The Pragmatic Angle: Europe’s Engineering Edict#
While America embraces regulatory federalism, the EU has gone in the opposite direction, but not in the way you might think. This week, the European Commission released its General-Purpose AI Code of Practice, a voluntary guide to complying with the formidable EU AI Act.
This document is an engineering specification. It reads less like a legal text and more like a detailed blueprint for building a safe machine. It mandates specific, auditable controls: multi-factor authentication, frequent red-teaming, insider threat checks, and even physical data centre security. This comes closer to the philosophy of “Governance-as-Code”. The EU is not debating the nature of consciousness; it is treating AI risk as an industrial engineering problem that can be solved with rigour, process, and a healthy dose of paranoia.

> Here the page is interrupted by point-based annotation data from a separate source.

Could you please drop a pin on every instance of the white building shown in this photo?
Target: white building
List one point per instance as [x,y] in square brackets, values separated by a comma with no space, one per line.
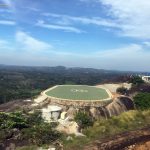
[51,113]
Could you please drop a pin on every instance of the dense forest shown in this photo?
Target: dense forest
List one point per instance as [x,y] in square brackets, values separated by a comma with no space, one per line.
[18,82]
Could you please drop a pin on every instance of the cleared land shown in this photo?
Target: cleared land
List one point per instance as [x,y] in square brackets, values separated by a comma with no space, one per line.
[78,92]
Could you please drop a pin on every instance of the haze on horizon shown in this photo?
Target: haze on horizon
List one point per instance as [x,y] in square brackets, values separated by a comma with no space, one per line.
[107,34]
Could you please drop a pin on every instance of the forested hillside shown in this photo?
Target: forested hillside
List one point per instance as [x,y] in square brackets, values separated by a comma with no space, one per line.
[18,82]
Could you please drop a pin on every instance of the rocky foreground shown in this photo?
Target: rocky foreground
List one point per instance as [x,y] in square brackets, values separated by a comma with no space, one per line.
[133,140]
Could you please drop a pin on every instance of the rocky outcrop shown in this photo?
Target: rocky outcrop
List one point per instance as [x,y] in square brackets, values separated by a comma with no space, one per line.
[124,141]
[118,106]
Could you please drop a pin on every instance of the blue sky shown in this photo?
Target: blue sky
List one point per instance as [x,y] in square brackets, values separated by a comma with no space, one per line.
[107,34]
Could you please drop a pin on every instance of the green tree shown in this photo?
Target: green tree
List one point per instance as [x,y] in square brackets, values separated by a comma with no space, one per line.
[83,119]
[136,80]
[142,101]
[122,90]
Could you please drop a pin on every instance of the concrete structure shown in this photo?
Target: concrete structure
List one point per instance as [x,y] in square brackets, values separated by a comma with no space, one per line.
[146,78]
[51,113]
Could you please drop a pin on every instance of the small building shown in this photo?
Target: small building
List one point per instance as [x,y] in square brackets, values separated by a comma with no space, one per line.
[51,113]
[146,79]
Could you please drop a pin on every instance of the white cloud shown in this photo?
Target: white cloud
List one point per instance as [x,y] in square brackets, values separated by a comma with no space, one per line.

The Technological Angle: The Rise of the Robot Red Team#
While policymakers debate rules, engineers are building the tools to enforce them. The most significant technological innovation for governance isn’t a better model, but a better way to break it. We are seeing the emergence of automated and continuous “AI red teaming” platforms designed to constantly attack a company’s own AI systems to find flaws. Services like Straiker’s new “Continuous Ascend AI” promise to run 24/7, testing live applications and alerting developers the moment a vendor’s model update inadvertently weakens their defences.
This shifts the standard of care from a one-off, pre-deployment audit to a state of perpetual, automated vigilance. The question for leaders is no longer, “Did you test the AI?” but, “Is your AI constantly testing itself?” You can read more about these new services here.
The Hollow Core of AI: Understanding the Potemkin Village Problem#
Two recent analyses illuminate why data quality is so crucial. Authors of this article: https://arxiv.org/html/2506.21521v1 coined the term “Potemkin Understanding” to describe a disturbing phenomenon: LLMs producing confident-sounding analyses that are fundamentally hollow. Like the fake village facades constructed to impress Russian Empress Catherine, these models create an illusion of comprehension while lacking genuine understanding.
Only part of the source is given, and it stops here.